Le bon père

Dans les années soixante, les enfants de mon Abitibi natale, qui comme moi, avaient un père prospecteur bénéficiaient de deux périodes dans l’année où ils avaient le bonheur d’avoir leurs pères à la maison. Sans compter la période des fêtes, évidemment. À la fin de l’hiver, lorsque les lacs étaient sur le point de caler, ils devaient sortir du bois avant que ni les hydravions ni les snowmobiles puissent venir les ramener ou aller les ravitailler. Et à l’automne de même, le temps que les lacs finissent de prendre, une autre semblable trève. Nos pères prenaient le bord du bois la plupart du temps le reste de l’année. J’attendais toujours fébrilement ces périodes bénies où toute la famille était enfin réunie et que mon père était à la maison pour un moment.

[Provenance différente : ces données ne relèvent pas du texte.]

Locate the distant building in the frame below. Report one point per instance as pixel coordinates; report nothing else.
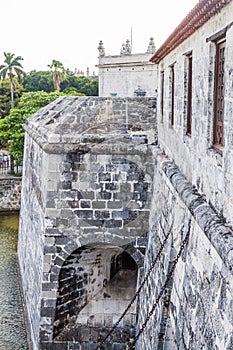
(127, 74)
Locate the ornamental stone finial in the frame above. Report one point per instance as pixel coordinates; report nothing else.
(151, 47)
(101, 49)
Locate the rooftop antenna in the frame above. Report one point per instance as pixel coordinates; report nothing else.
(131, 39)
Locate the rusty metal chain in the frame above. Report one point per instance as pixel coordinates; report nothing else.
(169, 275)
(137, 292)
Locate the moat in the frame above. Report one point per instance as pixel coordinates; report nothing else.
(12, 327)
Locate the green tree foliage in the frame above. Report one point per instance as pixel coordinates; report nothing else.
(11, 130)
(83, 85)
(11, 68)
(39, 81)
(5, 98)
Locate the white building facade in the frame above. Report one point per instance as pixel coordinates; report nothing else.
(127, 74)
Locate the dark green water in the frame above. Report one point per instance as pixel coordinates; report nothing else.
(12, 327)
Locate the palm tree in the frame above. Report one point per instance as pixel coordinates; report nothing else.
(58, 72)
(11, 68)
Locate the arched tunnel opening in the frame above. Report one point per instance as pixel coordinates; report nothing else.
(96, 284)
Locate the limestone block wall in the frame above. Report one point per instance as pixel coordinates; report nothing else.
(192, 194)
(198, 299)
(10, 193)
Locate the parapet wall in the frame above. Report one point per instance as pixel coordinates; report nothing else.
(200, 290)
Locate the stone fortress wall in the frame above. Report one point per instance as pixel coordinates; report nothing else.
(193, 195)
(10, 193)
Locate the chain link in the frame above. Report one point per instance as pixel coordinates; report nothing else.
(169, 275)
(137, 292)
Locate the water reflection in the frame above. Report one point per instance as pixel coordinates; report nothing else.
(12, 330)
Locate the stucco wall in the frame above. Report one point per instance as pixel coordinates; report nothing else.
(192, 194)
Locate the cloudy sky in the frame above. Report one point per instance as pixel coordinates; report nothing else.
(69, 31)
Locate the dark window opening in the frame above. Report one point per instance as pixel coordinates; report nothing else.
(189, 95)
(219, 92)
(172, 94)
(162, 95)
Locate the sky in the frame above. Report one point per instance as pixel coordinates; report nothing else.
(69, 31)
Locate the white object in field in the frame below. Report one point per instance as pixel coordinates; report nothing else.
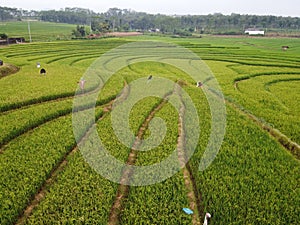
(207, 216)
(81, 84)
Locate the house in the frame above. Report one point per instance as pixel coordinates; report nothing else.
(255, 32)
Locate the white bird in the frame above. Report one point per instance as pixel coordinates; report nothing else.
(206, 218)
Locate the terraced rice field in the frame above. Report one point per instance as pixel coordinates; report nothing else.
(254, 179)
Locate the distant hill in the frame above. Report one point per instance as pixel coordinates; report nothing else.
(127, 20)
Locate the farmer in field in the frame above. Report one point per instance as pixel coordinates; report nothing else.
(43, 71)
(81, 84)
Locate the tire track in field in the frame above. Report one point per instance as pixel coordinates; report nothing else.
(123, 190)
(281, 138)
(44, 99)
(23, 130)
(40, 195)
(51, 117)
(193, 194)
(48, 99)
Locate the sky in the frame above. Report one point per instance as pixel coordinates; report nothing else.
(170, 7)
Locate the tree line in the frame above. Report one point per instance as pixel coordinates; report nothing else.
(128, 20)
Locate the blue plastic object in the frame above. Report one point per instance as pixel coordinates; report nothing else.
(187, 211)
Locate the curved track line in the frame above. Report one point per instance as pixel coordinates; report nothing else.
(123, 190)
(193, 194)
(39, 196)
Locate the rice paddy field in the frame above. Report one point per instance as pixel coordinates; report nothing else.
(254, 179)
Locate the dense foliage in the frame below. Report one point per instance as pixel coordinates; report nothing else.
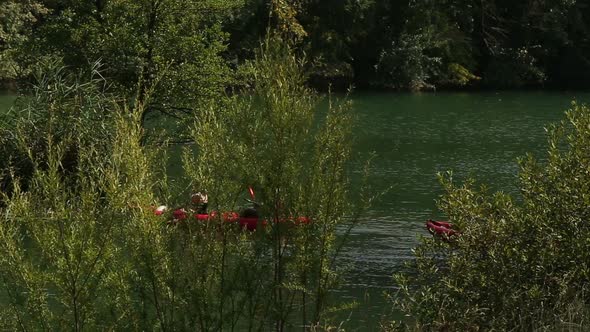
(517, 264)
(412, 44)
(82, 248)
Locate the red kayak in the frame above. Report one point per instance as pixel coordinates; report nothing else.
(249, 223)
(441, 228)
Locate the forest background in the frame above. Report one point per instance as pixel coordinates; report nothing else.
(413, 44)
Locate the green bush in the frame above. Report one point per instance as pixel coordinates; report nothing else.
(519, 263)
(80, 246)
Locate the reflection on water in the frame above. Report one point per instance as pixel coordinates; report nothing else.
(415, 136)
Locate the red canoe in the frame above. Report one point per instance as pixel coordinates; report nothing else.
(249, 223)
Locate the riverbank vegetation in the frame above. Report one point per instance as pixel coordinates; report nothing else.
(370, 44)
(82, 248)
(518, 264)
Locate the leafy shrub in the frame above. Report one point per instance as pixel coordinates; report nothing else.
(519, 264)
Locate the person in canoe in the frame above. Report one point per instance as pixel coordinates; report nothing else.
(199, 202)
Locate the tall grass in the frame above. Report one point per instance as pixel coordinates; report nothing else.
(82, 249)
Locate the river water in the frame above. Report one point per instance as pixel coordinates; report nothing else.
(414, 136)
(478, 135)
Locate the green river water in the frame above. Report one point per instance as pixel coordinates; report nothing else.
(415, 136)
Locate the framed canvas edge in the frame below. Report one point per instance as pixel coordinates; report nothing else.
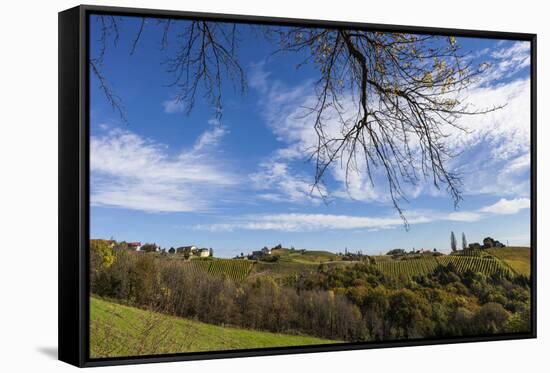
(74, 107)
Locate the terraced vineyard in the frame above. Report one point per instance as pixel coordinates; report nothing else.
(422, 266)
(233, 269)
(408, 268)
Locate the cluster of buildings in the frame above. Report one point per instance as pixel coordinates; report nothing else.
(188, 251)
(256, 254)
(488, 242)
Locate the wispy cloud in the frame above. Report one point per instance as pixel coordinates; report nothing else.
(132, 172)
(507, 207)
(173, 106)
(492, 156)
(304, 222)
(277, 183)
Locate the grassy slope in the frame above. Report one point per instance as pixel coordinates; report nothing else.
(518, 258)
(118, 330)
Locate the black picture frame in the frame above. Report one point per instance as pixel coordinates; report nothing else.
(74, 184)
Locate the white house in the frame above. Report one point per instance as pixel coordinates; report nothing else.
(134, 245)
(203, 253)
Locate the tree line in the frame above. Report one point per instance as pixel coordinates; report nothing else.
(348, 303)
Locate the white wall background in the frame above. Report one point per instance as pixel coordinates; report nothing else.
(28, 185)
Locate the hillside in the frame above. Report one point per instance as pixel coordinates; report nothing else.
(517, 258)
(118, 330)
(510, 260)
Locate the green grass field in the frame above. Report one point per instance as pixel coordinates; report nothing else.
(517, 258)
(118, 330)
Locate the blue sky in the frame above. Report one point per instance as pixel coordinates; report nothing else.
(175, 179)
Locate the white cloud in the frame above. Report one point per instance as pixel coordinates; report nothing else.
(493, 156)
(465, 216)
(507, 207)
(210, 138)
(283, 185)
(305, 223)
(173, 106)
(132, 172)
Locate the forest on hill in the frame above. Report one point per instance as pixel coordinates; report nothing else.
(455, 295)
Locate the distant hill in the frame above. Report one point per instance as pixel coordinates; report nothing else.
(509, 260)
(118, 330)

Quelquefois trop de désir ou d’attentes, d’images idéalisées, de rêves d’enfant ou simplement la nature profonde des pères de cette génération, une désillusion venait immanquablement jeter un voile gris sur ces périodes tant espérées. Mon père captif de sa propre maison prenait les allures d’un ours en cage, un ours bourru qui plus est. Il ne possédait aucun talent pour amuser, faire rire les enfants ou il l’avait peut-être tout épuisé sur les trois plus vieux. Un désintéressement total qui le poussait en ville presque tous les jours qu’il passait hors du bois. Il partait sous tous les prétextes, organiser son prochain claim, courir les fournisseurs et remplir le garage de matériel, aller boursicoter avec ses amis prospecteurs à la petite bourse de Val d’Or, déposer ses dernières carottes de minérai au Assay Office de monsieur Jehnsen pour les faire analyser et toute cette sorte de choses que devaient faire les prospecteurs entre deux expéditions. Sinon, on le retrouvait au café Windsor où avait l’habitude de se rencontrer toute la confrérie des prospecteurs de Val d’Or. Étrange confrérie par intermittence qui n’existait qu’en ville et qui redevenait aussitôt une rivalité féroce quand tous ces gens retournaient dans le bois. Chacun s’y lançait dans une course pour toucher le coeur de la faille de Cadillac où se terrait dans leurs rêves tout l’or du monde, celui de l’Abitibi du moins. Et ils discutaient des heures durant, chacun s’épiant, cherchant dans les propos de l’autre des mots-clés, des indices de stratégie, où s’en allaient celui-ci et celui-là pour leurs prochains claims. On faisait boire les plus faibles pour leur délier la langue, on se collait aux plus forts pour arriver au filon à leurs côtés, mieux, les y devancer. Et mon père ne rentrait à la maison que pour se précipiter dans son bureau au sous-sol, y passer de longues heures à étendre sur une grande table de bois ses immenses cartes géologiques de l’Abitibi et cogiter à la lumière de toutes les informations glanées dans la journée, noter des choses à la mine de plomb en codage illisible, en cas, rêver encore et encore au métal jaune et à la meilleure route à prendre pour s’y rendre.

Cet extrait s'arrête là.